How Off-Policy Can GRPO Be?
\(\mu\)-GRPO for Efficient LLM Reinforcement Learning
TL;DR: Our work shows that GRPO has much stronger rollout-staleness tolerance than previously assumed, and that this tolerance can be converted into training efficiency when the right instability is controlled. We introduce \(\mu\)-GRPO, a high-staleness RL framework that organizes training into a few large generation–optimization stages and stabilizes stale-data reuse with relaxed clipping and negative-advantage veto. Extensive evaluation across five language models and multiple math reasoning benchmarks shows that \(\mu\)-GRPO matches standard GRPO's reasoning performance while achieving \(1.82\times\) faster rollout generation and \(1.53\times\) faster end-to-end training.

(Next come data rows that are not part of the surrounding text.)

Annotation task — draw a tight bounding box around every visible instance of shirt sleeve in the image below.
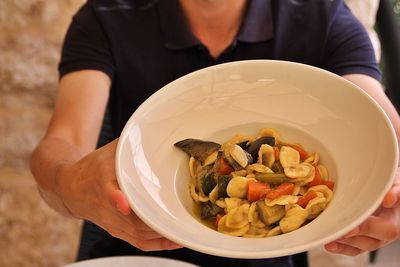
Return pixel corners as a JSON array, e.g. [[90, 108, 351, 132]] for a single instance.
[[58, 1, 115, 79], [324, 1, 382, 81]]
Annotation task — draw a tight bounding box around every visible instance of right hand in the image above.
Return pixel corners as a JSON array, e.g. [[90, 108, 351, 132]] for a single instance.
[[57, 139, 182, 251]]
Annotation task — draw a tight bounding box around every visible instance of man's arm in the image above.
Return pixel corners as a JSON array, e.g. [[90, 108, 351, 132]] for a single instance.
[[31, 70, 180, 250], [31, 71, 111, 217], [325, 74, 400, 256]]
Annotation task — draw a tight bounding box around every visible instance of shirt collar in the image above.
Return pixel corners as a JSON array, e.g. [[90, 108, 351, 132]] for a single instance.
[[158, 0, 273, 49]]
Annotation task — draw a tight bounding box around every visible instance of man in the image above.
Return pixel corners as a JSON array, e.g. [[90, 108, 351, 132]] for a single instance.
[[31, 0, 400, 266]]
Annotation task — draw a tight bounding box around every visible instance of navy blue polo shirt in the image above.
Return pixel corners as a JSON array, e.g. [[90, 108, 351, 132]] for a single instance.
[[59, 0, 381, 267], [59, 0, 381, 137]]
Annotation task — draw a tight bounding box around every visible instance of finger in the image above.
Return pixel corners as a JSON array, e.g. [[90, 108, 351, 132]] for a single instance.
[[343, 216, 398, 241], [132, 238, 182, 251], [110, 189, 132, 215], [382, 185, 400, 208], [336, 236, 384, 251], [325, 242, 363, 256]]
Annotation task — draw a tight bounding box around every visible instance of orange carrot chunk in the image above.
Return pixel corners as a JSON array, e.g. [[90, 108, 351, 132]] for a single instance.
[[247, 180, 271, 202], [218, 157, 234, 175], [297, 191, 318, 208], [267, 183, 294, 199]]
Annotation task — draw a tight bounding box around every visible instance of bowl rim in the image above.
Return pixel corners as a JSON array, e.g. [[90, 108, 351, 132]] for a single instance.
[[115, 59, 399, 258]]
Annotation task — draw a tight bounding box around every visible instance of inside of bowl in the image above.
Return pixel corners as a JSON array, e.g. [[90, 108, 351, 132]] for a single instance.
[[117, 61, 398, 258]]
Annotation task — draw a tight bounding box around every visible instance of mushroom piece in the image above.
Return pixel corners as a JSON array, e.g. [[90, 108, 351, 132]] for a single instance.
[[279, 146, 300, 169], [317, 165, 329, 180], [229, 145, 250, 168], [226, 176, 249, 198], [246, 136, 275, 161], [258, 144, 275, 168], [308, 185, 333, 203], [284, 162, 314, 178], [306, 195, 328, 219], [267, 225, 282, 237]]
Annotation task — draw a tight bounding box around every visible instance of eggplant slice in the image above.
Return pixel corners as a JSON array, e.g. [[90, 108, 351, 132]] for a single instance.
[[174, 138, 221, 162]]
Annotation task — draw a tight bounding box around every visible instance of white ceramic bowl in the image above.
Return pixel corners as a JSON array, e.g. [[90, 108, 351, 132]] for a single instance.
[[116, 60, 398, 258]]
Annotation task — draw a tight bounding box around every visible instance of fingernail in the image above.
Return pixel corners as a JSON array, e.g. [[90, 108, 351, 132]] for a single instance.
[[326, 242, 339, 252], [343, 227, 360, 238]]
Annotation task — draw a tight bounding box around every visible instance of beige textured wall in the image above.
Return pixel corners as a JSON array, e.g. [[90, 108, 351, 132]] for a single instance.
[[0, 0, 83, 267]]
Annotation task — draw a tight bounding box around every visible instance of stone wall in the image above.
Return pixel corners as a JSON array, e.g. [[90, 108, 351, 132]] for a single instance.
[[0, 0, 83, 267]]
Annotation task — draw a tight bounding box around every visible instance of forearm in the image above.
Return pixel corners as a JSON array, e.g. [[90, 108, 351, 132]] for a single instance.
[[31, 137, 82, 216]]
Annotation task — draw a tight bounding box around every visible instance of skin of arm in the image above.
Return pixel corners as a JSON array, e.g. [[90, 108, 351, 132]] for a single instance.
[[31, 70, 181, 250], [325, 74, 400, 256]]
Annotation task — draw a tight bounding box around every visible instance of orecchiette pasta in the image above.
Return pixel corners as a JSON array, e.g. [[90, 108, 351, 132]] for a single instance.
[[175, 128, 334, 238]]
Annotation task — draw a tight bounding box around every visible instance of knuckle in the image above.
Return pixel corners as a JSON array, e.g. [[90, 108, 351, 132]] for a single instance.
[[133, 240, 151, 251]]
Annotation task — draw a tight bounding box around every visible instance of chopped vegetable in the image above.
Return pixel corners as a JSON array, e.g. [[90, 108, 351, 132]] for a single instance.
[[297, 191, 318, 208], [218, 175, 232, 198], [256, 173, 289, 184], [246, 136, 275, 162], [267, 183, 294, 199], [215, 213, 224, 227], [308, 167, 335, 190], [247, 180, 270, 202], [291, 145, 308, 161], [218, 157, 234, 175], [201, 172, 217, 196], [200, 201, 224, 221], [308, 166, 322, 187], [322, 179, 335, 190]]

Figure 1: Comparing GRPO and \(\mu\)-GRPO. Average accuracy across five math benchmarks over wall-clock time. \(\mu\)-GRPO uses four large rollout–optimization stages, inducing high rollout staleness while reducing rollout–training switching overhead. It reaches GRPO's performance with a \(2.2\times\) wall-clock speedup on DeepSeek-7B1. Both methods are trained for 4096 updates.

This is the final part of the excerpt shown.